For a listing of the required client JAR files by version, see HDFS Handler Client Dependencies. The HDFS client jars do not ship with the Oracle GoldenGate for Big Data product. The HDFS Handler supports multiple versions of HDFS and it is required that the HDFS client jars be the same version as the HDFS version to which the HDFS Handler is connecting. The HDFS client jars are open source and freely available to download from sites such as the Apache Hadoop site or the maven central repository.
In order to establish connectivity to HDFS, the HDFS core-site.xml
file needs to be in the classpath of the HDFS Handler. If the core-site.xml
file is not in the classpath the HDFS client code defaults to a mode that attempts to write to the local file system. Writing to the local file system instead of HDFS can in fact be an advantageous for troubleshooting, building a point of contact (POC), or as a step in the process of building an HDFS integration.
Another common concern is that data streamed to HDFS using the HDFS Handler is often not immediately available to Big Data analytic tools such as Hive. This behavior commonly occurs when the HDFS Handler is in possession of an open write stream to an HDFS file. HDFS writes in blocks of 128MB by default. HDFS blocks under construction are not always visible to analytic tools. Additionally, inconsistencies between file sizes when using the -ls
, -cat
, and -get
commands in the HDFS shell are commonly seen. This is an anomaly of HDFS streaming and is discussed in the HDFS specification. This anomaly of HDFS leads to a potential 128MB per file blind spot in analytic data. This may not be an issue if you have a steady stream of Replication data and do not require low levels of latency for analytic data from HDFS. However, this may be a problem in some use cases. Closing the HDFS write stream causes the block writing to finalize. Data is immediately visible to analytic tools and file sizing metrics become consistent again. So the new file rolling feature in the HDFS Handler can be used to close HDFS writes streams thus making all data visible.
Caution:
The file rolling solution may present its own potential problems. Extensive use of file rolling can result in lots of small files in HDFS. Lots of small files in HDFS can be its own problem resulting in performance issues in analytic tools.
You may also notice the HDFS inconsistency problem in the following scenarios.
The HDFS Handler process crashes.
A forced shutdown is called on the HDFS Handler process.
A network outage or some other issue causes the HDFS Handler process to abend.
In each of these scenarios it is possible for the HDFS Handler to end without explicitly closing the HDFS write stream and finalizing the writing block. HDFS in its internal process will ultimately recognize that the write stream has been broken and HDFS will finalize the write block. However, in this scenario, users may experience a short term delay before the HDFS process finalizes the write block.
It is considered a Big Data best practice for the HDFS cluster to operate on dedicated servers called cluster nodes.
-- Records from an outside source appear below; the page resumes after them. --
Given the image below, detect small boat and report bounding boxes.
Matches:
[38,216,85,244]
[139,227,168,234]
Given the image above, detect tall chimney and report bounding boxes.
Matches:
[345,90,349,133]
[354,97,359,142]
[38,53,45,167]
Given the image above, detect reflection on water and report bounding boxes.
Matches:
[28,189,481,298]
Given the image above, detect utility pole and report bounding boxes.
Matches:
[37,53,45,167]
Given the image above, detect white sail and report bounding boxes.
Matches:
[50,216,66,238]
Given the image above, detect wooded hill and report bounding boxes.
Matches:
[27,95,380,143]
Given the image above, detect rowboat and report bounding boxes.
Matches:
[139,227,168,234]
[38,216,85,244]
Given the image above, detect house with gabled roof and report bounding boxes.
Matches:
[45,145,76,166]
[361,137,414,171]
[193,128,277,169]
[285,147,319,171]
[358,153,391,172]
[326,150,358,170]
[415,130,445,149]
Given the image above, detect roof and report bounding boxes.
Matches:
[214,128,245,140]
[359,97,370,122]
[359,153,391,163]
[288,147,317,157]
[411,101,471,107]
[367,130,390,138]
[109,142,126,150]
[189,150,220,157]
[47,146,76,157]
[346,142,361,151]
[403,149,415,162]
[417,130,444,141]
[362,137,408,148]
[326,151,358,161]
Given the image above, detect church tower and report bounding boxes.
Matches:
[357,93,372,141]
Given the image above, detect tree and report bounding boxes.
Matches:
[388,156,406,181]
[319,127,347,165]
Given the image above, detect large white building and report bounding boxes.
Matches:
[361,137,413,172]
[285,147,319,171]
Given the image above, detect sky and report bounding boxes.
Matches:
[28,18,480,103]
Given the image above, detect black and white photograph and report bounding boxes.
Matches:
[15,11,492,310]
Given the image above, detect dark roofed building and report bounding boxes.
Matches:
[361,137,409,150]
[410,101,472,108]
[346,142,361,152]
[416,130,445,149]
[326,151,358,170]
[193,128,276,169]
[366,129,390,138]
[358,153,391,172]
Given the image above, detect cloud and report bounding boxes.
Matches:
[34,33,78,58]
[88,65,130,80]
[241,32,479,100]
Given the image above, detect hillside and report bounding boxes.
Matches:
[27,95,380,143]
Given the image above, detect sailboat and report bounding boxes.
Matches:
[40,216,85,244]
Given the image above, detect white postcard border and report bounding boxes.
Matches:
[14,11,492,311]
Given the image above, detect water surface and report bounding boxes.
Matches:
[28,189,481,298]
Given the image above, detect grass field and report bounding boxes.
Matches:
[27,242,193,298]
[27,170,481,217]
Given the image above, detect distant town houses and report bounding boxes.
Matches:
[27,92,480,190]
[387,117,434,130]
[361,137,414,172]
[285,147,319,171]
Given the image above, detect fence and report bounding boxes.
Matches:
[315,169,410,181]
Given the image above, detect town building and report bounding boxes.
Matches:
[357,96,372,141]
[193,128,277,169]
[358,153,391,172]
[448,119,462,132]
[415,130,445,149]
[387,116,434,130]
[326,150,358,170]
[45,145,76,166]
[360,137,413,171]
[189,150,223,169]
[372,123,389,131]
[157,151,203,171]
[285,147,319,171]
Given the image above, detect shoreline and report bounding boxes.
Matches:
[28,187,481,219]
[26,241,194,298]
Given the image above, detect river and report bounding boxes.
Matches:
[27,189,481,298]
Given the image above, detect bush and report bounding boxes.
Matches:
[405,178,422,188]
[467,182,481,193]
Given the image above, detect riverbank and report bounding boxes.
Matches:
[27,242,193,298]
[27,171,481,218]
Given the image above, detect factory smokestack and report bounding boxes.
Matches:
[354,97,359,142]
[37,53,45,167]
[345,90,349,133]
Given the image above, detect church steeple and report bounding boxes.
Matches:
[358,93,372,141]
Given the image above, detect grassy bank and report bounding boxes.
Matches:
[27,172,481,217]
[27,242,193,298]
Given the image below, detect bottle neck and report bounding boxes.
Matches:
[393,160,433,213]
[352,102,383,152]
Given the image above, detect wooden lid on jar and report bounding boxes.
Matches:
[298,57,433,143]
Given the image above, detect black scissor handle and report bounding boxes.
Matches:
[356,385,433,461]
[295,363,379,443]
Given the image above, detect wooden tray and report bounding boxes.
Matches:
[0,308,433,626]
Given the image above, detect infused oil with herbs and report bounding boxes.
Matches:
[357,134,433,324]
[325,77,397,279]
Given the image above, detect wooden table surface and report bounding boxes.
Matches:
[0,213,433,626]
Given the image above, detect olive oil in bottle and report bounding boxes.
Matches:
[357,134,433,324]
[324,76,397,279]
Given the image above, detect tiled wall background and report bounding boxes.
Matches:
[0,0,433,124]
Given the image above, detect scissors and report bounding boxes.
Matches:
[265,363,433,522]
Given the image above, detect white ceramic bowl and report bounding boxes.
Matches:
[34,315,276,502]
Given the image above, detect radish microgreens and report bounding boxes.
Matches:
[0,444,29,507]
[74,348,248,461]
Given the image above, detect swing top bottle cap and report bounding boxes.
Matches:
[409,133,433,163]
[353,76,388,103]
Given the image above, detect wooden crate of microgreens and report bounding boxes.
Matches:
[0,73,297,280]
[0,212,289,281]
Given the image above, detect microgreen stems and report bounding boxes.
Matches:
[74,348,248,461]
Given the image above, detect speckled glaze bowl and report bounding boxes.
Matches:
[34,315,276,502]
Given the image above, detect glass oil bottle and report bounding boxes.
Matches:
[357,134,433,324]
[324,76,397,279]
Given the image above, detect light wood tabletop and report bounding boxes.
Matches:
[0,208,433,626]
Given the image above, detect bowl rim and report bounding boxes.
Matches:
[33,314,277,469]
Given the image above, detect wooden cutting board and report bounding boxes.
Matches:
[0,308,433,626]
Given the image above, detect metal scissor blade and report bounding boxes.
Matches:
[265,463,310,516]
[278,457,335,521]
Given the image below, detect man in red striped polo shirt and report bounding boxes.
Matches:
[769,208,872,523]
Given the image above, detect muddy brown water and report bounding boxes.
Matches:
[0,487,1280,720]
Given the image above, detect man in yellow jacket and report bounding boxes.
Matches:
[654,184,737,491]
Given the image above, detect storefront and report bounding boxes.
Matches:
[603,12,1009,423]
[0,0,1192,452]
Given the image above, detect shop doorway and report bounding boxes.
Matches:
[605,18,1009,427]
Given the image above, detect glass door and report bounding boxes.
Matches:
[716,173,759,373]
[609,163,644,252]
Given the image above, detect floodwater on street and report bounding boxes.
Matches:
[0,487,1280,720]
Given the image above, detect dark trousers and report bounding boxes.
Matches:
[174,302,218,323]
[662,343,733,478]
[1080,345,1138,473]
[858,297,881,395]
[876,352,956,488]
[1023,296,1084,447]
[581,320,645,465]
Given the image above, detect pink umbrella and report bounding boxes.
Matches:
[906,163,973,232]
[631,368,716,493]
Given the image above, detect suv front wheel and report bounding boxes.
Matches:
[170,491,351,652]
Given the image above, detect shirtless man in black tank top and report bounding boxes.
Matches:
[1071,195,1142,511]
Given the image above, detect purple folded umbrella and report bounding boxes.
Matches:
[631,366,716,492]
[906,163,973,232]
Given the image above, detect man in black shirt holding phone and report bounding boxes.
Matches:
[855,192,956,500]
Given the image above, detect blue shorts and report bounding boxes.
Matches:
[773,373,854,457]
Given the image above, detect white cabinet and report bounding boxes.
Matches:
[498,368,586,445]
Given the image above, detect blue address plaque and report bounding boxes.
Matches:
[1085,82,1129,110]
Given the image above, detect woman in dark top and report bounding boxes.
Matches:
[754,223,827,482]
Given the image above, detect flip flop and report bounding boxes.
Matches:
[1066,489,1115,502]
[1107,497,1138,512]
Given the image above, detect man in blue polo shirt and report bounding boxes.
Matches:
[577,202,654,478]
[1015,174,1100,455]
Edge nodes are server machines that host the applications to stream data to and retrieve data from the HDFS cluster nodes. This physical architecture delineation between the HDFS cluster nodes and the edge nodes provides a number of benefits including the following:
The HDFS cluster nodes are not competing for resources with the applications interfacing with the cluster.
HDFS cluster nodes and edge nodes likely have different requirements. This physical topology allows the appropriate hardware to be tailored to the specific need.
It is a best practice for the HDFS Handler to be installed and running on an edge node and streaming data to the HDFS cluster using network connection. The HDFS Handler can run on any machine that has network visibility to the HDFS cluster. The installation of the HDFS Handler on an edge node requires that the core-site.xml
files and the dependency jars be copied to the edge node so that the HDFS Handler can access them. The HDFS Handler can also run collocated on a HDFS cluster node if required.